Richon’s father held the book open and said, “Well? What is the lesson here?” For there was always a lesson in his books.

Richon creased his forehead and thought. “I must eat porridge so that I will enjoy rich food?” he asked.

His father nodded and closed the book.

Then, at last, he put an arm around Richon. “We love you. We want true happiness for you. That comes with self-discipline.”

“Yes, Father,” Richon had said. Because there was no other response.

Then King Seltar had let Richon go his way, which was most definitely out of the library.

Now Richon wished dearly that he had spent more time in his father’s library. Perhaps if he had he would have saved himself a great deal of sorrow.

But when he became king, the only thing he had seen the library useful for was to sell off its books for money to support his other habits, when the peasants had been taxed beyond their ability to pay more.

All those precious books of his father’s were dispersed to other places, perhaps to other kingdoms entirely.

And yet his father’s lessons were not the only ones he had ignored. He remembered his mother, Queen Nureen, beautiful on one side of her face but covered with a birth scar on the other. Yet she had never seemed self-conscious about it, had never turned her better side when speaking to others.

His mother had told him once, as she pointed to her scarred side, that it was her obligation to show to others her true face. And her true face had both sides.

“As all people have two sides,” she had said. “Even you, my little one.”

Now Richon was startled into wondering if she had had some magical foresight that had shown her that he would become a bear. He had not understood what she meant then. He was only a boy who loved his parents, who loved to be loved and petted and pampered.

But the tantrums—yes, his mother had had to deal with those. That had been the other side to her sunny boy.

Richon could still be embarrassed at the thought of those. Whenever he did not get what he wanted, he had thrown himself to the floor and shouted out threats against anyone in sight: servants, nobles, his own mother and father. He would tell them what he would do to them when he was king.

But his mother would put a finger to her lips and shake her head. And when that did not work, she would turn her back to him. She would motion to all others in the room that they should do the same.

Servants, all.

And no matter what he said or asked for, they would not respond to him until his mother had motioned that they could turn to face him once more. Which only happened when he had finished his screaming, and then his crying, and had turned at last to whispered pleas of forgiveness.

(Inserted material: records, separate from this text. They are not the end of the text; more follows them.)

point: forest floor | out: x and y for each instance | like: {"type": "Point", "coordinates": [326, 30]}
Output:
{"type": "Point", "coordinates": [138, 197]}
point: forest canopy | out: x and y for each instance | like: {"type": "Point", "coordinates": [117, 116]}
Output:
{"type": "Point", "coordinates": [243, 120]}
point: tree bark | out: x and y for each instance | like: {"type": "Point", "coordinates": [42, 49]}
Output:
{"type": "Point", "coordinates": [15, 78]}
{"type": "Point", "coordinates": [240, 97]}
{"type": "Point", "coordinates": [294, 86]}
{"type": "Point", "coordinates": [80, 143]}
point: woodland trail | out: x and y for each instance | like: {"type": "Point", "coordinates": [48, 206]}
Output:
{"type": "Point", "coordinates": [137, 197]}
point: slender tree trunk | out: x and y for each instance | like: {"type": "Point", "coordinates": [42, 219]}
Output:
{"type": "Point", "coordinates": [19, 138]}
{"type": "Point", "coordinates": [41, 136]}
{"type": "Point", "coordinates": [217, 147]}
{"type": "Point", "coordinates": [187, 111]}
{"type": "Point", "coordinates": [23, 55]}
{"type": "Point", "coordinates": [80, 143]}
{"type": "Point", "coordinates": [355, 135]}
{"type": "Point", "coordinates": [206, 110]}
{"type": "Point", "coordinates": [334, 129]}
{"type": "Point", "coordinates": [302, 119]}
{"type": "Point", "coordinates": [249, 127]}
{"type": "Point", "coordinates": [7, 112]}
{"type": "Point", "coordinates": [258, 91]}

Then his mother would turn around and point to each person whom he had hurt, and he would hang his head and offer apology after apology, then wait humbly until each was accepted.

If only she had lived.

Perhaps she might have made something of him.

But she and his father had died in a carriage accident far from the palace. They had gone out to visit villages at the edges of the kingdom, a tour they took each year so that even those far villagers would feel a sense of belonging to the kingdom, and know that their king and queen thought of them.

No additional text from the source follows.